Die Klägerin begehrt mit ihrer Klage die Zustimmung zu einem Altersteilzeitvertrag mit Beginn zum 01.12.2009 im Blockmodell und dem Beginn der Freistellungsphase ab dem 11.07.2013 (Beendigung des Arbeitsverhältnisses zum 30.11.2016).

Die Klägerin hat beantragt,

das beklagte Land zu verurteilen, dem Abschluss eines Altersteilzeitvertrages auf der Grundlage der Anlage 6 zum Lehrerpersonalkonzept in Verbindung mit dem Tarifvertrag zur Regelung der Altersteilzeit vom 5. Mai 1998 in der jeweils gültigen Fassung, beginnend ab dem 01.12.2009, hilfsweise ab dem nächstmöglichen Zeitpunkt, zuzustimmen.
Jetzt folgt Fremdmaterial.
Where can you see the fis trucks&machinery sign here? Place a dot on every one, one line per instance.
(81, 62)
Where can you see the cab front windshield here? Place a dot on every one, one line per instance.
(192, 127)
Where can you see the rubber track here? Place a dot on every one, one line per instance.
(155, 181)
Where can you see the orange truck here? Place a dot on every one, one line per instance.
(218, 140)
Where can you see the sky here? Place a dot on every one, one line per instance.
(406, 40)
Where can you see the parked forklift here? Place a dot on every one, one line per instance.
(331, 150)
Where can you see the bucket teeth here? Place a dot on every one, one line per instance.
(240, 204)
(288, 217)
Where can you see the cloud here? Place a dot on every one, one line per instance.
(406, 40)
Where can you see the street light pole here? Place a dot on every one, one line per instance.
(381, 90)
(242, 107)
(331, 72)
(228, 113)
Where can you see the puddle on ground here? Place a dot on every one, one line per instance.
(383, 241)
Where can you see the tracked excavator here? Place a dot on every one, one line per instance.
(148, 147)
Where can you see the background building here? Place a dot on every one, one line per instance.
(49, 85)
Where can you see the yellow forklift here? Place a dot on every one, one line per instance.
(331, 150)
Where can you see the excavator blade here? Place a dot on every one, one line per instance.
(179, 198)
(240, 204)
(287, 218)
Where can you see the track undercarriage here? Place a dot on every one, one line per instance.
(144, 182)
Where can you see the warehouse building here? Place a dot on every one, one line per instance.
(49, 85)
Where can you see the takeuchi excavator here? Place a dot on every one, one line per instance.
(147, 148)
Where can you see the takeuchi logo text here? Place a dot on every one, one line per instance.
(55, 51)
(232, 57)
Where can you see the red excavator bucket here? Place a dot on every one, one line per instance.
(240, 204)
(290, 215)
Das beklagte Land hat beantragt,

die Klage abzuweisen.

Mit Urteil vom 17.11.2010 hat das Arbeitsgericht Schwerin der Klage statt gegeben und im wesentlichen ausgeführt, das beklagte Land habe nicht rechtzeitig innerhalb von drei Monaten nach Eingang über den Antrag der Klägerin entschieden. Hätte es den Antrag rechtzeitig bearbeitet, so hätte es ihn auch bewilligen müssen.
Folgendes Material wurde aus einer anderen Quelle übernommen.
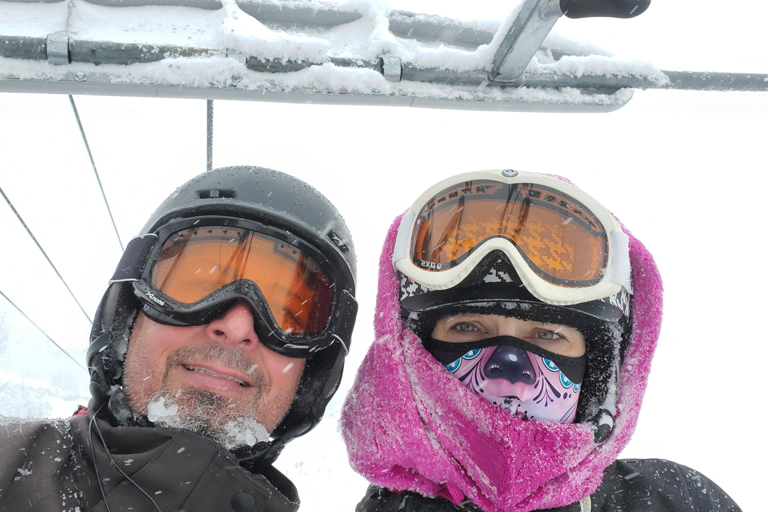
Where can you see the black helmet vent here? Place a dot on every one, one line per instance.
(216, 193)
Gegen diese, dem beklagten Land am 17.12.2010 zugegangene Entscheidung richtet sich die am 21.01.2011 bei dem Landesarbeitsgericht eingegangene Berufung. Die Berufungsbegründung ist bei dem erkennenden Gericht nach entsprechender Fristverlängerung am 28.03.2011 eingegangen.
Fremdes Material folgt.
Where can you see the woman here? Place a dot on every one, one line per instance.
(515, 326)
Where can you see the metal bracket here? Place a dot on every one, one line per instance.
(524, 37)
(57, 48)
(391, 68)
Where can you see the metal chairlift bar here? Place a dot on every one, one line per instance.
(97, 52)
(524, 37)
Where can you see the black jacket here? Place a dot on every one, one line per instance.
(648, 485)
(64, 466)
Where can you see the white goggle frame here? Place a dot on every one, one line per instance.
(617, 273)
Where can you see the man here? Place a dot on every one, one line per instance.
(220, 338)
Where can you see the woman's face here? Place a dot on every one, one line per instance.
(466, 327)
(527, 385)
Das beklagte Land hält an der erstinstanzlich geäußerten Rechtsauffassung fest. Es gebe nach dem Lehrerpersonalkonzept keine Pflicht, einen Antrag auf Altersteilzeit binnen drei Monaten nach Eingang zu bescheiden. Keinesfalls könne von einer Art "Zustimmungsfiktion" ausgegangen werden. Dieser Umstand folge bereits daraus, dass einem Schweigen grundsätzlich keine Bedeutung im Sinne einer rechtsgeschäftlichen Willenserklärung beigemessen werden könne. In der Prognoseentscheidung zur Personalbedarfsanalyse seien alle bekannten Umstände berücksichtigt worden.

Das beklagte Land beantragt:

1. Das Urteil des Arbeitsgerichts Schwerin vom 17.11.2010 zu dem Aktenzeichen 1 Ca 682/10 wird abgeändert und die Klage abgewiesen.

2. Die Klägerin trägt die Kosten des Verfahrens.

Die Klägerin beantragt,

die Berufung des beklagten Landes zurückzuweisen.

Die Klägerin ist der Auffassung, dass aus der nicht fristgerechten Bearbeitung des gestellten Altersteilzeitvertrages eine Vertragsverletzung folge, die jedenfalls als Schadensersatzfolge die Verpflichtung des beklagten Landes zum Abschluss eines Altersteilzeitvertrages beinhalte.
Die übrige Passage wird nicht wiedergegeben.